Automate Data Upload to Algolia Index : Revisited
I recently made some changes to the automated upload of data to Algolia; namely, the script that reads and sends data to the appropriate index has been reimplemented using Algolia’s JavaScript API client. In this post, which is an addition to the original post on this topic, I go into detail about JavaScript implementation and upload automation with npm.
It’s been almost nine months since I automated data upload to Algolia using the Python client. This solution worked well, and I haven’t had any issues so far. So it would be logical to ask why to reimplement something that already works.
The main reason was to use the same build tools that are used to develop Hugo-based themes. Back then, when Hugo didn’t have a built-in asset pipeline, it was natural to use npm for asset bundling, minification, fingerprinting, etc. After actively contributing to the Bilberry Hugo theme, which also uses npm, and gaining some valuable experience, I thought it would be practical to align the data upload with the main stack tools.
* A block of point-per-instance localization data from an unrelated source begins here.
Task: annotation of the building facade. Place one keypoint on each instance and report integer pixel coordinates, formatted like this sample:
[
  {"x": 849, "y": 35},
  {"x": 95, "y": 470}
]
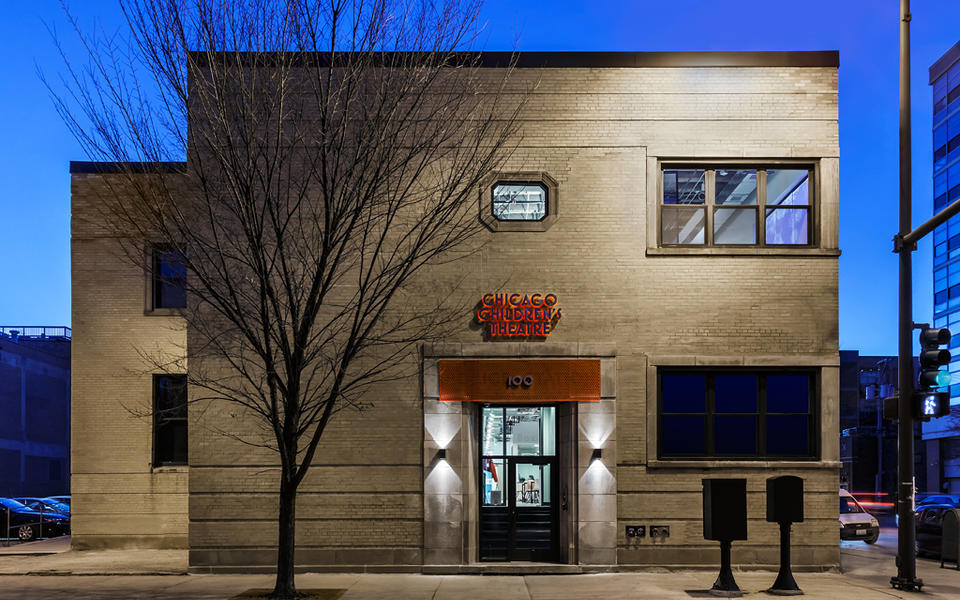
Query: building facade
[
  {"x": 655, "y": 303},
  {"x": 35, "y": 404},
  {"x": 942, "y": 435}
]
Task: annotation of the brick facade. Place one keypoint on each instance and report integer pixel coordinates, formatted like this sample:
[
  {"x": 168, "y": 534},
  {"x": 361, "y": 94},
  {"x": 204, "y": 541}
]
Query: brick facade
[{"x": 601, "y": 134}]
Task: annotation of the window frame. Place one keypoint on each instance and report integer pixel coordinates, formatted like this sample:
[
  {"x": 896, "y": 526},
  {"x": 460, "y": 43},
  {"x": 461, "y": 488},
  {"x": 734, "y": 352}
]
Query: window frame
[
  {"x": 158, "y": 420},
  {"x": 537, "y": 183},
  {"x": 709, "y": 206},
  {"x": 152, "y": 265},
  {"x": 813, "y": 414},
  {"x": 538, "y": 178}
]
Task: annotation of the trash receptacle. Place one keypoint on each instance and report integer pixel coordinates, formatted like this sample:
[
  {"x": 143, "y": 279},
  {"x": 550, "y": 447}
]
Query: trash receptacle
[{"x": 950, "y": 538}]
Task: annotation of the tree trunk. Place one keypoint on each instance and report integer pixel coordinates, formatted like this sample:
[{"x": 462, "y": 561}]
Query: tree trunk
[{"x": 285, "y": 587}]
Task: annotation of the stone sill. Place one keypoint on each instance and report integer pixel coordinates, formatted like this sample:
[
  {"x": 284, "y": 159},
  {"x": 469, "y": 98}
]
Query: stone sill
[
  {"x": 743, "y": 464},
  {"x": 171, "y": 469},
  {"x": 758, "y": 252}
]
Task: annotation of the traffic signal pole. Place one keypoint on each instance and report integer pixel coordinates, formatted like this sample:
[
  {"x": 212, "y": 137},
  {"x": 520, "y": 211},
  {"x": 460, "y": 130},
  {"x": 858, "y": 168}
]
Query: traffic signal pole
[
  {"x": 905, "y": 242},
  {"x": 906, "y": 578}
]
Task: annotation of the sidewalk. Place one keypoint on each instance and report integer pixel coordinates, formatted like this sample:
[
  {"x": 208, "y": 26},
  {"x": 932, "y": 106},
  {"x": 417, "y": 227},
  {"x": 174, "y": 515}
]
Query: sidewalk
[{"x": 160, "y": 574}]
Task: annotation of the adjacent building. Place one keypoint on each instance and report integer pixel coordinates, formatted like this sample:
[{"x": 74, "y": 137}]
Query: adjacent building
[
  {"x": 942, "y": 435},
  {"x": 34, "y": 411},
  {"x": 868, "y": 438},
  {"x": 656, "y": 303}
]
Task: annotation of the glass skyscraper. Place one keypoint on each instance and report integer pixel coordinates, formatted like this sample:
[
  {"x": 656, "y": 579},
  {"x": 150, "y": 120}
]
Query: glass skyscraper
[{"x": 942, "y": 436}]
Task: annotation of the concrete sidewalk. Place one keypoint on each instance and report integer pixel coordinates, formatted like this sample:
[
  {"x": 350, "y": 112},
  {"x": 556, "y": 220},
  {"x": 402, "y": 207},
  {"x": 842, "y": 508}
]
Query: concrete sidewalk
[{"x": 865, "y": 577}]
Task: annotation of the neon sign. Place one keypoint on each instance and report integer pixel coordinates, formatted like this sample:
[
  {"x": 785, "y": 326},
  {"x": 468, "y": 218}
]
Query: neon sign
[{"x": 519, "y": 315}]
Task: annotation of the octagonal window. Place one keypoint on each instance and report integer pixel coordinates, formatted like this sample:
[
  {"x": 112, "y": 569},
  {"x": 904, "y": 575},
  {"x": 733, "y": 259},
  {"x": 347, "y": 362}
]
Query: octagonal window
[{"x": 519, "y": 201}]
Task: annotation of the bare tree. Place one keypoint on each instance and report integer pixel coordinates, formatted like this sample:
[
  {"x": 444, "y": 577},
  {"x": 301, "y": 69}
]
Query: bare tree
[{"x": 305, "y": 160}]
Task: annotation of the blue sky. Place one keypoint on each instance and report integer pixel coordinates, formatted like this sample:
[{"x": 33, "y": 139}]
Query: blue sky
[{"x": 36, "y": 148}]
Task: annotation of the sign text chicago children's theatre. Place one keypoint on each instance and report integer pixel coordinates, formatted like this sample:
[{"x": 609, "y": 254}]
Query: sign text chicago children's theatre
[{"x": 518, "y": 315}]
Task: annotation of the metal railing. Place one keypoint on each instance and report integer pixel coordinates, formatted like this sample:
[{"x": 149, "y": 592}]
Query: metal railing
[{"x": 35, "y": 332}]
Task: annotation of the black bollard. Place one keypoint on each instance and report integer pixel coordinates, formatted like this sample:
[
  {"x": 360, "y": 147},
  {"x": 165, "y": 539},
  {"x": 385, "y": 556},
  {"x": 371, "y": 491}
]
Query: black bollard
[
  {"x": 785, "y": 585},
  {"x": 785, "y": 506},
  {"x": 725, "y": 585},
  {"x": 725, "y": 520}
]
Since Netlify’s Ubuntu image also comes with node.js and npm preinstalled, the script that reads and pushes index data could easily be rewritten using Algolia API’s JavaScript client. The wrapper shell script can be bridged with the new JavaScript implementation using npm. All the above does not affect the configuration of the indices in Algolia and website configuration files located in the config
directory.
Below you can learn more about the new implementation. The source code is available here.
data-upload.js
To clear the corresponding Algolia index before starting a new upload, I added the -c
or --clear-index
option. Also, I ran into a bug in the code that replaces the base URL in the url
index field value when the --base-url
option is specified.
In the course of the initial implementation, I missed the fact that the url
index field value for articles is created differently from the url
value for tags, categories, and authors during the generation of the index.json
file, specifically, the url
for articles ends with a /
. To deal with this discrepancy, I had to introduce a variable to offset the slicing of tokens obtained as a result of splitting on /
the original url
value.
const argv = require("yargs/yargs")(process.argv.slice(2))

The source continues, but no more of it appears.